United States v. One Chrysler 58 Touring Car

CLAYTON, District Judge.

The United States instituted this libel to condemn one Chrysler 58 touring car, motor No. 38269, serial No. W. P. 182 S, license No. A — 182— 253, 1926. The libelant prays for judgment against the automobile, and B. H. Blynn, the claimant, prays restoration of his automobile and for dismissal of the libel.

The testimony adduced before the court sustains the allegations of claimant’s answer, for the oral evidence heard by the court showed that the automobile belongs to the claimant, E. H. Blynn; that it was put in a garage at Montgomery for safe-keeping, and claimant paid for the keep, for a few days, while claimant was absent from Montgomery; that the claimant gave positive instructions to the owner of and to all those having any connection with the garage that the automobile should not be used by any one for any purpose whatever during his absence; that after several days’ absence from Montgomery he returned to get his automobile, in order to use it in his business as traveling salesman; and that he then found it had been seized by and was in the possession of the federal prohibition officer. Furthermore, it was established at' this trial that B. A. Kilgrow, without the knowledge, consent, or privity of the owner, the claimant, had wrongfully taken the claimant’s automobile, driven it to Crenshaw county, and there obtained 20 gallons of moonshine whisky, and was bringing it to Montgomery in the automobile when he and the automobile were apprehended by the prohibition officer within a few miles of Montgomery; that Kilgrow was the occupant and driver of the automobile at the time of its seizure, and, I repeat, the proof is clear that such use of the automobile and the transportation of the liquor therein was without the knowledge, consent, privity, or negligence of the claimant, the owner, E. H. Blynn.

I am called upon to decide in this case whether or not Flynn’s automobile, wrongfully taken from the garage where he had left it for safe-keeping (that is to say, taken without his knowledge, consent, privity, or negligence), can be forfeited because the tortfeasor, Kilgrow, unauthorized and wrongly took and used it in the transportation of moonshine whisky, in violation of law.

I have carefully read the opinion in Goldsmith, Jr., v. United States, 254 U. S. 505, 41 S. Ct. 189, 65 L. Ed. 376; and the opinion by Mr. Justice Brandéis, the concurring opinion by Mr. Justice Stone, and the dissenting opinion by Mr. Justice Butler, concurred in by Mr. Justice McReynolds and Mr. Justice Sutherland, in United States v. One Ford Coupé Automobile, 47 S. Ct. 154, 71 L. Ed. -, decided November 20, 1926. I have also read the opinion of the Circuit Court of Appeals in that case, styled there United States v. Garth Motor Co., 4 F.(2d) 528. It does not seem that the precise question now before me has been passed upon by the Supreme Court.

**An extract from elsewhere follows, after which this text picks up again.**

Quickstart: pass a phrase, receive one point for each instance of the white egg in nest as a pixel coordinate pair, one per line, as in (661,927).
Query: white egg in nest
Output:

I am compelled to believe that section 26 of title 2 of the National Prohibition Act (Comp. St. § 10138%mm) was intended by Congress to recognize natural justice, and that it protects the innocent owner of the automobile against the forfeiture of his property, wrongfully taken and used in the transportation of illicit whisky, where such use was clearly without the knowledge, consent, privity, or negligence of the owner. Under the facts of this ease, and as I understand the law, section 26 saves the interest of the innocent owner from forfeiture.

Accordingly order is entered, directing that the automobile described in the libel be restored to the owner,' and that the libel be dismissed.